Drowning in data

Within 18 months of starting my last postdoc position (based at Melbourne University), I had generated well over 50 terrabytes (Tb) of data.

Files were jammed into folders wherever I could squeeze them. Storage space was so tight, my data were essentially shoved under the beds of other researchers and in their wardrobes.  I imagined it was inevitable that one day, one of my colleagues would unknowingly go searching for something, open a virtual door and all my data would spill out onto the floor. I would be forced to confess that I’d been hogging their storage space for sometime.

An analogue imagining of my digital data difficulties (Anselm Kiefer’s stack of lead books, Museum of Old and New Art, Hobart)

An analogue imagining of my digital data difficulties (Anselm Kiefer’s stack of lead books, Museum of Old and New Art, Hobart)

My data storage issue haven’t eased. I’ve moved to another university but that just means another set of wardrobes to fill up. I’m not the only one being overwhelmed by an avalanche of research data. Recent technological change is enabling the generation of increasing amounts of research data, which presents huge problems for data management and preservation.
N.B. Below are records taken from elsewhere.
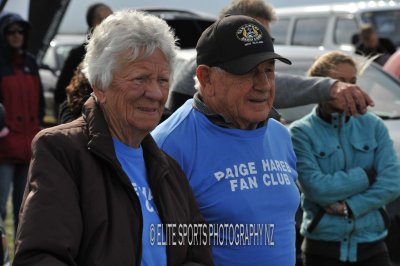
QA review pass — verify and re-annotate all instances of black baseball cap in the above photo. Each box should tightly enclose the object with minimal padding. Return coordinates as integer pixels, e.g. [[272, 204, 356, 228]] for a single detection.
[[196, 15, 292, 75]]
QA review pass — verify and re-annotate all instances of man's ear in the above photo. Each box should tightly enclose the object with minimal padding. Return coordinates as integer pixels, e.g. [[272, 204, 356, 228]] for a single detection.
[[92, 86, 107, 103], [196, 65, 214, 96]]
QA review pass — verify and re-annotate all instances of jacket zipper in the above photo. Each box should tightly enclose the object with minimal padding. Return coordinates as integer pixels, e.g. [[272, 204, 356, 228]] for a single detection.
[[89, 146, 143, 265]]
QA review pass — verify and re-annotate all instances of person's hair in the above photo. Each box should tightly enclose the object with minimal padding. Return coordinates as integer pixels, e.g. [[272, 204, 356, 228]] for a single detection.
[[65, 64, 93, 117], [86, 3, 111, 28], [219, 0, 276, 22], [359, 24, 375, 43], [82, 10, 177, 90], [308, 51, 357, 77]]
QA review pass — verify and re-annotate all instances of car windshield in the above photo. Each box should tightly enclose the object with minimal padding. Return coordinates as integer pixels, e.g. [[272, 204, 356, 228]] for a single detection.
[[277, 56, 400, 122], [361, 10, 400, 46]]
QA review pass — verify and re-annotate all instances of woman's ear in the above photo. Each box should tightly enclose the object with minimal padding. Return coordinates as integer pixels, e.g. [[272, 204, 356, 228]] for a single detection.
[[196, 65, 214, 96], [92, 86, 107, 103]]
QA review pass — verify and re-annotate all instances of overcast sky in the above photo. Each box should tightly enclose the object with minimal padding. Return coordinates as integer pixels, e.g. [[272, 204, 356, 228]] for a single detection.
[[4, 0, 346, 33]]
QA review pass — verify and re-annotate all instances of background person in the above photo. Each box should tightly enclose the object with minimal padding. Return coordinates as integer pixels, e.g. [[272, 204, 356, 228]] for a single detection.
[[152, 15, 299, 266], [54, 3, 112, 118], [0, 12, 44, 235], [13, 10, 213, 266], [167, 0, 373, 117], [355, 24, 397, 66], [290, 51, 400, 266], [383, 50, 400, 78]]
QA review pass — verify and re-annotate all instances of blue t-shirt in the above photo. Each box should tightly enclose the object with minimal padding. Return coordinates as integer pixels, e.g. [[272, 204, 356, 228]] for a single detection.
[[113, 138, 167, 266], [152, 100, 299, 266]]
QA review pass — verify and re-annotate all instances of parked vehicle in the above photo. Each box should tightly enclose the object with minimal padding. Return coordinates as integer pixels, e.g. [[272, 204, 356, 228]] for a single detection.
[[275, 45, 400, 265], [271, 0, 400, 51], [40, 8, 215, 125], [39, 34, 86, 125]]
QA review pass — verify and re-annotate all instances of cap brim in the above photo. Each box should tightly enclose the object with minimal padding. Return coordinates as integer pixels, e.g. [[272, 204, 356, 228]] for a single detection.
[[218, 52, 292, 75]]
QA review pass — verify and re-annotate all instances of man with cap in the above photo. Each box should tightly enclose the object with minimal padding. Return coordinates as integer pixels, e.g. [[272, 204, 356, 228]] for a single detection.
[[152, 15, 299, 266]]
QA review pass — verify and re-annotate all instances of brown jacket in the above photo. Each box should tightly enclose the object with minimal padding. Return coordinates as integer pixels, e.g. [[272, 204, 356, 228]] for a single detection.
[[13, 98, 212, 266]]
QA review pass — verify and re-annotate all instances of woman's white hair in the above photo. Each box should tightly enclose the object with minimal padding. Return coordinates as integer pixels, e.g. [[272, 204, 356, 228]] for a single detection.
[[82, 10, 176, 90]]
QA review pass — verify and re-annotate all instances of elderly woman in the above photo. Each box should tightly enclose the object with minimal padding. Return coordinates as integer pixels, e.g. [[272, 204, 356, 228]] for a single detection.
[[290, 51, 400, 266], [14, 10, 212, 266]]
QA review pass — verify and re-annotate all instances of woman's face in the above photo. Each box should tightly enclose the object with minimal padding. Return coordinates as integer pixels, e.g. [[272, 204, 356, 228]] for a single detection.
[[323, 63, 357, 112], [5, 23, 25, 49], [96, 49, 170, 140]]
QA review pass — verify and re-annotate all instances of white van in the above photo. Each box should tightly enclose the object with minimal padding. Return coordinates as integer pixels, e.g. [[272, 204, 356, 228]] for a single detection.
[[271, 0, 400, 51]]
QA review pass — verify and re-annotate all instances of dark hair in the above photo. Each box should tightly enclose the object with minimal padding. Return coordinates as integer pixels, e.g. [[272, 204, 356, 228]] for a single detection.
[[86, 3, 110, 28], [66, 63, 93, 118], [219, 0, 276, 22]]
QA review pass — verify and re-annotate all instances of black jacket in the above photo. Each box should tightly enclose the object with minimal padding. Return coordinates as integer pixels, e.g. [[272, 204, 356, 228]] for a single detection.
[[54, 43, 86, 104], [13, 98, 212, 266]]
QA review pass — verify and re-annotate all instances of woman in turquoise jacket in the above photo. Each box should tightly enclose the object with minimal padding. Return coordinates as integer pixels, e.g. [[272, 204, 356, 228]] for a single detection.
[[290, 52, 400, 266]]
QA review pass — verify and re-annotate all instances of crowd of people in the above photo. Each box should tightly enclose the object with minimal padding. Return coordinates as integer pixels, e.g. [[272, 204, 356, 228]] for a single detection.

Until recently, I was blissfully ignorant of any necessity to manage and preserve data. When I finished my PhD and moved on to Melbourne University, I neatly packed up my physical samples (bits of Indonesian stalagmites), labelled them and patted myself on the back. So organised, well done Lewis!

Meanwhile, I had one last research paper to write. My computer exploded (literally) just after I finished my draft and emailed it to my co-authors. In my eyes, it was perfect timing.  I could put my Phd behind me and start afresh.

In the first year of my postdoc, I was “volunteered” to sit on data preservation and archiving advisory group at my university. I have since discovered that data generated as part of funded research project that leads to a publication must be preserved for a minimum of five years, if not longer.  Luckily I have reasonably comprehensive back ups of my old work, but it turns out that my computer’s explosion was not a fortuitous occurrence after all.

And what if every researcher at my university produces 50 Tb of data a year, successfully publishes research papers and needs their data archived for at least 5 years? Grappling with the explosion of research data is a huge challenge for universities, particularly when we consider the added complications of new publication models, such as open access publication.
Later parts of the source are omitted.